The number of skeletons, though, is nothing compared to the number of individual lights that the animators and designers had to create for the Land of the Dead: seven million. The Land of the Dead is intensely intricate, with structures from thousands of years of Mexican history constructed from the ground up. Presto actually allows you to virtually “walk” through the sets that you design (along with a whole lot of other more technical innovations that I hardly understood), which lets the filmmakers get a comprehensive look at the space their characters will inhabit.
Within these seven million city lights, you can see pin lights, street lights, lamps on the sides of buildings, light from plazas, blue lights from the trolleys, and more. Danielle Feinberg, the lighting director, explains that having the computer process all of these lights individually would be almost impossible. So the team took code that they’d developed for The Good Dinosaur’s firefly scene and developed it even more in order to make this visual spectacle happen. The computer was then able to bundle different types of lights together (with “fancy math,” as Danielle puts it), looking at these points as one unit – “street lights” – instead of millions of units. All told, the computer would then be able to look at fifteen lights – which is a lot more cost effective, and time effective, than seven million.

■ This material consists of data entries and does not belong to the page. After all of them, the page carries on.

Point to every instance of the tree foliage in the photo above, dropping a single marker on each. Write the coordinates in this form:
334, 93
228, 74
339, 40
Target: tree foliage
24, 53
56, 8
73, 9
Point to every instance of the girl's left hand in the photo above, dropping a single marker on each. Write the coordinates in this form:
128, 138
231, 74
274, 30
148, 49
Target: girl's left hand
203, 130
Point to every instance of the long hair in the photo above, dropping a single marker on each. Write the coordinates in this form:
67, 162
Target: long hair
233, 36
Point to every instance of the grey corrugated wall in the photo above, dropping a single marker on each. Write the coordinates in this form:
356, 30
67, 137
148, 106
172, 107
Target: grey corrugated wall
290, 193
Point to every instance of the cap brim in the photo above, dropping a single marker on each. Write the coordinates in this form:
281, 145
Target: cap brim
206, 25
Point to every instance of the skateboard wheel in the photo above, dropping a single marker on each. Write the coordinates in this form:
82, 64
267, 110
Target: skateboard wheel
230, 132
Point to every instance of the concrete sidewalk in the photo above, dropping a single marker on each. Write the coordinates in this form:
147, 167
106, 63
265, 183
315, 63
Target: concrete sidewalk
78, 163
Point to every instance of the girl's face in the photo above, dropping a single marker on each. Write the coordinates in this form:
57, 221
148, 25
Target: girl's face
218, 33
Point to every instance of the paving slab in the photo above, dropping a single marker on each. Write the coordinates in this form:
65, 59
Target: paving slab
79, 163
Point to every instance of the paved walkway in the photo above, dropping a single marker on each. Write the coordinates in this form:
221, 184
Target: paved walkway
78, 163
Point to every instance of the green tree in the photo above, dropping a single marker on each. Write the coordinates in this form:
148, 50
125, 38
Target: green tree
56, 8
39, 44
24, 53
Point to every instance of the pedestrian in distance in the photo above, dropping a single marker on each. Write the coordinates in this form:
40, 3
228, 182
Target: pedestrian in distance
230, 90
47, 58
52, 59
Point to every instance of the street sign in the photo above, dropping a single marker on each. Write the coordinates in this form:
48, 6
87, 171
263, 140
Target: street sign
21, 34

Keep an eye out for the fog in these atmospheric shots of the Land of the Dead, too – by reworking the technology that they used on one of their short films, they were able to render more fog (and more convincing fog) than they would have otherwise been able to do.
These are just a handful of examples of the kind of innovation that the animators explore with each new movie they produce. There’s a lot of technical know-how behind all of this programming that far outpaces my understanding of math. (I have absolutely no idea what “Kernel-Predicting Convolutional Networks” or “Anisotropic Phase Functions” are, but they sure sound cool.) And the best part is, they let us look at it for free. If you’re interested in the mechanical side of animation, Pixar releases papers and research that explain these new technological advances. Coco’s aren’t up yet, but I’m sure they will be soon.